Cheat-Seeking Missles

Tuesday, October 11, 2005

Spoiled Brats

Thomas Sewell has a strong piece today about the ridiculousness of bias claims and "rights" claims in our now overwhelmingly bias-leveled, rights-granting culture. The thesis of his Real Clear Politics piece:
Equal opportunity does not mean equal results, despite how many laws and policies proceed as if it does, or how much fashionable rhetoric equates the two.
The best example he gives is of two golfers, one the former head partner of a successful law firm, who sued a golf course hotel under the Americans with Disabilities Act, because it did not provide expensive golf carts that allow disabled golfers to hit the ball from their golf cart seat. Sewell says:
If golfers want this kind of cart, there is nothing to stop them from buying one -- except that they would rather have other people be forced to pay for it.

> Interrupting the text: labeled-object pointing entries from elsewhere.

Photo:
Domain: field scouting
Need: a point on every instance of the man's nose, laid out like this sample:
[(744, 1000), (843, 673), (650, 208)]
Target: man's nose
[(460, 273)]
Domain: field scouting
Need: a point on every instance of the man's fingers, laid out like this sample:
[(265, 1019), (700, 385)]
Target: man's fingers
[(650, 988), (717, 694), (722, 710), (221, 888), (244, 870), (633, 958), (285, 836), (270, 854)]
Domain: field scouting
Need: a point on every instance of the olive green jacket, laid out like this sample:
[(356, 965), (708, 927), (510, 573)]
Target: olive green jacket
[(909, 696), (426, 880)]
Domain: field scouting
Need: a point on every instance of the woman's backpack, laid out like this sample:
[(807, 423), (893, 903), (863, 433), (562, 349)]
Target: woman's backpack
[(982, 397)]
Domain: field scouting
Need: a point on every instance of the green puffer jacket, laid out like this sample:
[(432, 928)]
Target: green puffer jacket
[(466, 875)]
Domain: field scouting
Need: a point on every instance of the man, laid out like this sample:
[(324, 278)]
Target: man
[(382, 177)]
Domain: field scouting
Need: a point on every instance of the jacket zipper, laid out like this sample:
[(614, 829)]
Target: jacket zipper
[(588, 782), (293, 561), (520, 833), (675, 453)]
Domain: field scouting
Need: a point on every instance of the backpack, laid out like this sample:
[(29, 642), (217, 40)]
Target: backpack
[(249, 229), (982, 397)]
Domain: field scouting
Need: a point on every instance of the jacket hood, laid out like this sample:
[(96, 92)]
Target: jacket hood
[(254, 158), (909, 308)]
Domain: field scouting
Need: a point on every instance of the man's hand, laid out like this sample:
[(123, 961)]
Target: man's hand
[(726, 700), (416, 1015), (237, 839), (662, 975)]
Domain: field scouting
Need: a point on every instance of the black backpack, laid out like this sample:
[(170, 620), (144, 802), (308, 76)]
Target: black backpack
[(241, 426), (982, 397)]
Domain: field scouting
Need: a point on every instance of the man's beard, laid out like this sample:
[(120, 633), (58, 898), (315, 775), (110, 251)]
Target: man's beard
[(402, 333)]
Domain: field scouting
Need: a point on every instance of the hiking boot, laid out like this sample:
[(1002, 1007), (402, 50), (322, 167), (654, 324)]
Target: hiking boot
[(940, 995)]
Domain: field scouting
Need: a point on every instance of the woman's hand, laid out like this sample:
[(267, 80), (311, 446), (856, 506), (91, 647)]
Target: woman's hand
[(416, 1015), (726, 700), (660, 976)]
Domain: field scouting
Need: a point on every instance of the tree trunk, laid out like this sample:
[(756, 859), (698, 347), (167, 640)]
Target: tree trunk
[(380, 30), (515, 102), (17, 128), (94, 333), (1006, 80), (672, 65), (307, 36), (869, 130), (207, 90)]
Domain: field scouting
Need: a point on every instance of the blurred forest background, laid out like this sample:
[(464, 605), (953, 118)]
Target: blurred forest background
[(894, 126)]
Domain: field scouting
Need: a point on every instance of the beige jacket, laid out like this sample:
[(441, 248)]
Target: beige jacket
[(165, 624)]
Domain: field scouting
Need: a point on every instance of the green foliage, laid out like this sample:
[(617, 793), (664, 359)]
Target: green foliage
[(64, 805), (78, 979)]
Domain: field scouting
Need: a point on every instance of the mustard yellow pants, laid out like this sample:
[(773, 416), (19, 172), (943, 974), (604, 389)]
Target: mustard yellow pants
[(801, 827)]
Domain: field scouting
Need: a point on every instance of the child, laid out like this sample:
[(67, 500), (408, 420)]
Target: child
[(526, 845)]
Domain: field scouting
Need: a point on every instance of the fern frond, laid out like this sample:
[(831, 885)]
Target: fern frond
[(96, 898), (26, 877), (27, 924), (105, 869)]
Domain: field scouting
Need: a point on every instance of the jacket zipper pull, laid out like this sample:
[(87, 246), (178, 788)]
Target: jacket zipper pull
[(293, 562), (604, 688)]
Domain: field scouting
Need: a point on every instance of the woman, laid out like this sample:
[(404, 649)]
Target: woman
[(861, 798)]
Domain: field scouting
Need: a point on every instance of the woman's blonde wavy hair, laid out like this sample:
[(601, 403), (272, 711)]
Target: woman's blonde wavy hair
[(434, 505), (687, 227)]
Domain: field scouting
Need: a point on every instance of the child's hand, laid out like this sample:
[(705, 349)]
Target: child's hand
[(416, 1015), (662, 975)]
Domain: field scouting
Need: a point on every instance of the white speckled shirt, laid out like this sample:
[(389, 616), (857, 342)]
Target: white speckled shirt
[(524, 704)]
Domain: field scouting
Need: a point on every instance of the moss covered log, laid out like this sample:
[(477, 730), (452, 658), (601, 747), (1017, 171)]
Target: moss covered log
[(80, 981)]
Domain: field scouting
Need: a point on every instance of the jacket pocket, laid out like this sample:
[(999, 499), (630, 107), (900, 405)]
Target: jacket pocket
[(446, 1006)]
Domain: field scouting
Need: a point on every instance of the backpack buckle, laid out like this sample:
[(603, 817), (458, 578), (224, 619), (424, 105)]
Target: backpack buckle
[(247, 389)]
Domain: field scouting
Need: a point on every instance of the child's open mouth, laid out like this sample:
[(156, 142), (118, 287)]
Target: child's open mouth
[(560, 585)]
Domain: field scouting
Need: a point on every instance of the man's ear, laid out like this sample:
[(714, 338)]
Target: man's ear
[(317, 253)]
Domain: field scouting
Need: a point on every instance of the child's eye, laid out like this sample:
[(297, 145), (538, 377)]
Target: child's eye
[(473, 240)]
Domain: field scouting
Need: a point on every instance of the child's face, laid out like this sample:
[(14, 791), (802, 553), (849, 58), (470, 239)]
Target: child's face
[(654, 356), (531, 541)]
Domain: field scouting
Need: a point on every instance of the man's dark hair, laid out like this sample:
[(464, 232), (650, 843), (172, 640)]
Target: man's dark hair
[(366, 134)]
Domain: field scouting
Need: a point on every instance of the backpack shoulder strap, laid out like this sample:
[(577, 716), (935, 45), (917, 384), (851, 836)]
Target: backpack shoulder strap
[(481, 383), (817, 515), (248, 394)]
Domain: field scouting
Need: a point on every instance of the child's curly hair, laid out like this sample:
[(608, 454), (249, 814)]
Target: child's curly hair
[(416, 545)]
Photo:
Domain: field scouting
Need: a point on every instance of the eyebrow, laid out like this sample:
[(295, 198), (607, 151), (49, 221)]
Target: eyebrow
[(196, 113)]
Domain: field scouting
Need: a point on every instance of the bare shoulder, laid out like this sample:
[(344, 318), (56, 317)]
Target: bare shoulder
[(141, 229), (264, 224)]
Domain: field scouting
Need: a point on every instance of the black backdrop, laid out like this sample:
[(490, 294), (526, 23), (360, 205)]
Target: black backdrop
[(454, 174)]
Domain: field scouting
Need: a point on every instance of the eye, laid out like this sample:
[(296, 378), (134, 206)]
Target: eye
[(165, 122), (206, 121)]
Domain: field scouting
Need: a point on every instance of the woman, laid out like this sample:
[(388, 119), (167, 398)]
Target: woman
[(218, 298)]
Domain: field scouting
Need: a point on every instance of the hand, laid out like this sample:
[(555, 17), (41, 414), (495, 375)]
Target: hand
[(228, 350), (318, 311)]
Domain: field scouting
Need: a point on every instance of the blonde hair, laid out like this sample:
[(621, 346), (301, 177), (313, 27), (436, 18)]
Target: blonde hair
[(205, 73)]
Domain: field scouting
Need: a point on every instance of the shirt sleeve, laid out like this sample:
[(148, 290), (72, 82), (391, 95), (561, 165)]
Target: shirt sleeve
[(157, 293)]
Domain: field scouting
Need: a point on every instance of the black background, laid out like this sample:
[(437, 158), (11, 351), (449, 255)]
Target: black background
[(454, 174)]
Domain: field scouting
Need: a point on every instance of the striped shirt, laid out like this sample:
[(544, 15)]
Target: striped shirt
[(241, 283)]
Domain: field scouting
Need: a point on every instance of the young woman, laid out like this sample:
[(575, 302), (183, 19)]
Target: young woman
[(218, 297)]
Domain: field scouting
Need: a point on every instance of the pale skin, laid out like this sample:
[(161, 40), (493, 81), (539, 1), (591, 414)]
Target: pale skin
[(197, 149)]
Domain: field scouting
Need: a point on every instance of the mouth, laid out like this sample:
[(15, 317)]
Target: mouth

One of the golfers in this lawsuit has been confined to a wheelchair as a result of a diving accident and another as a result of a gunshot wound. Apparently the hotel had nothing to do with either.
I see the same spoiled brat politics when someone who lives in a home made possible by cut down trees, graded dirt and his abilitity to drive to and fro on public roads says someone else shouldn't have the same right to the same sort of home next door.

The natural enemy of greatness is selfishness. The selfishness of trial lawyers and politicians is leading to laws that feed on the selfishness of people and is causing the diminishment of America's greatness.

The physical monuments to our country's greatness could not be built today because of these laws. Washington DC is built over a wetland; forget about doing that today. Rushmore changed someone's view. The Interstate system encourages growth and fuel consumption. Saturn rockets pollute. Washington had no permit to camp at Valley Forge.